Unfortunately, even if your radiators are off, many apartments on higher floors get too hot on particularly warm days because steam is giving off heat from the pipes that connect the radiators to the boiler. (More on that below.)
3. Bleeding your radiator—ask your super
If your heat is on but a radiator remains ice cold, it's possible air is trapped inside and isn’t allowing heat to circulate. If that’s the case, you may need to bleed the unit. Excesive noise—a banging sound—is also a sign that you need to bleed your radiator.
This isn’t typically something you want to do yourself—at least not the first time. (If you're not careful, you can open the valve too wide and hot water can come gushing out. True story.)
Get in touch with your super and tell them you have a problem with your heating unit.
4. Covering up your radiators
If your radiator looks like it could use some prettying up, you can either paint it or put a cover on to hide it. (And no, the landlord is not required to pay for your radiator covers.)
If you're looking to conceal your radiators, there are companies that will custom-design covers in either wood or metal.
It’s also possible to strip and paint both radiators and radiator covers. For smaller jobs, covers can be sanded, scraped, have their blemishes filled in, and then painted. Chemical stripping and painting is a bigger job and costs more.
Depending on how many radiators you have in your apartment, repainting them should take one or two days. You'll also have to turn off your radiator if the job requires stripping. If you want a more basic restoration job, you can just have radiators scraped and sanded to smooth out the blemishes.
5. Replacing radiators
It's not uncommon for co-op owners to replace their large, cast-iron radiators with smaller stylish ones, Varsalona says. Just keep in mind that radiator and radiator piping can be considered "common elements," so you may need to get board approval to replace them.
If you're choosing to remove your radiators altogether, make sure you keep them somewhere safe so that you can reinstall them when you're ready to sell your apartment.
And a note of caution: If you've recently replaced your radiators during a renovation (or, for that matter, are renting a new apartment and haven't used your radiators before), it's always a good idea to turn them on and make sure there are no leaks while your contractor or super is still around and can help fix a problem.
If there is a leak it usually means something's wrong with the pipe connection, a problem that can be pretty easily repaired by a super, but could cause a lot of destruction to your apartment and the one below it if left unaddressed.
6. Dealing with the (sometimes excessive) heat
If your apartment is too hot, even with the radiators closed, you may have to come up with some creative solutions.
One suggestion is to put inexpensive fiberglass pipe covers around your pipes. This keeps the heat from pipework in the apartment adding to the temperature.

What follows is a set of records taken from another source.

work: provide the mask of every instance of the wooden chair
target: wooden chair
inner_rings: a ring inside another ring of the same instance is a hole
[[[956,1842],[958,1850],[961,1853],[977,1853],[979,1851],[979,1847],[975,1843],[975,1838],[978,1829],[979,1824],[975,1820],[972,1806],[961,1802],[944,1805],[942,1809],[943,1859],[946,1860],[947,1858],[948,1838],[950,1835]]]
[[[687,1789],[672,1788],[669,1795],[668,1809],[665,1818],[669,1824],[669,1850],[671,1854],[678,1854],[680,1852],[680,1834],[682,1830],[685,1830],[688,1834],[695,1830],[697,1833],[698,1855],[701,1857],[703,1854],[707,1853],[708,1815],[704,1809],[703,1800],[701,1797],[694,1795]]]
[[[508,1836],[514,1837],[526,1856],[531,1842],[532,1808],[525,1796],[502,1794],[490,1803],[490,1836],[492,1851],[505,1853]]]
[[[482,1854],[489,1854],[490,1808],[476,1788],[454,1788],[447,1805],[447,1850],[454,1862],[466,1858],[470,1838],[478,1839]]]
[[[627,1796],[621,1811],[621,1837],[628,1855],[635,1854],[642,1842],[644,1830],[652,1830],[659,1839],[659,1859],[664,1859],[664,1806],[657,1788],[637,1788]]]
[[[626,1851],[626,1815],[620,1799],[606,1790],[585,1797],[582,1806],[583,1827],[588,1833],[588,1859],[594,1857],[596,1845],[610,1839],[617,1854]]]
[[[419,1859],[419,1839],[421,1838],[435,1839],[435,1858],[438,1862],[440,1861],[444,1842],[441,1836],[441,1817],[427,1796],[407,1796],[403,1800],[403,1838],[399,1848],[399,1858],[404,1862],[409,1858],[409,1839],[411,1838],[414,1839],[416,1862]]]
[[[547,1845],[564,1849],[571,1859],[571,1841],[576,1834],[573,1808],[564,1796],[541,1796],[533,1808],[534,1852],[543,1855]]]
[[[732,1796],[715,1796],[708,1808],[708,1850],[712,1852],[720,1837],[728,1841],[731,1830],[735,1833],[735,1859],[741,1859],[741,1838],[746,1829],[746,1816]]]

Matalka suggests getting in touch with the building manager or super and requesting the heat be lowered. There might be others in the building feeling the same way.
Opening a window and getting a good mix of cold fresh air in the room is another option. Ventilation is being touted as one of the cheapest and most effective ways of tackling the coronavirus and is listed as a good hygiene practice by the Center for Disease Control and Prevention.
The downside, Matalka says, is that it isn't great for the environment. “You're throwing away heat that was generated by burning fossil fuel, which in turn releases greenhouse gases into the atmosphere,” he says.
If you’re getting dry skin as a result of the heat, humidifiers can be an effective remedy. Warm mist and cool mist humidifiers do the same thing but keep in mind—pets and small children can get hurt by warm mist machines.
—Earlier versions of this article contained reporting and writing by Lucy Cohen Blatter.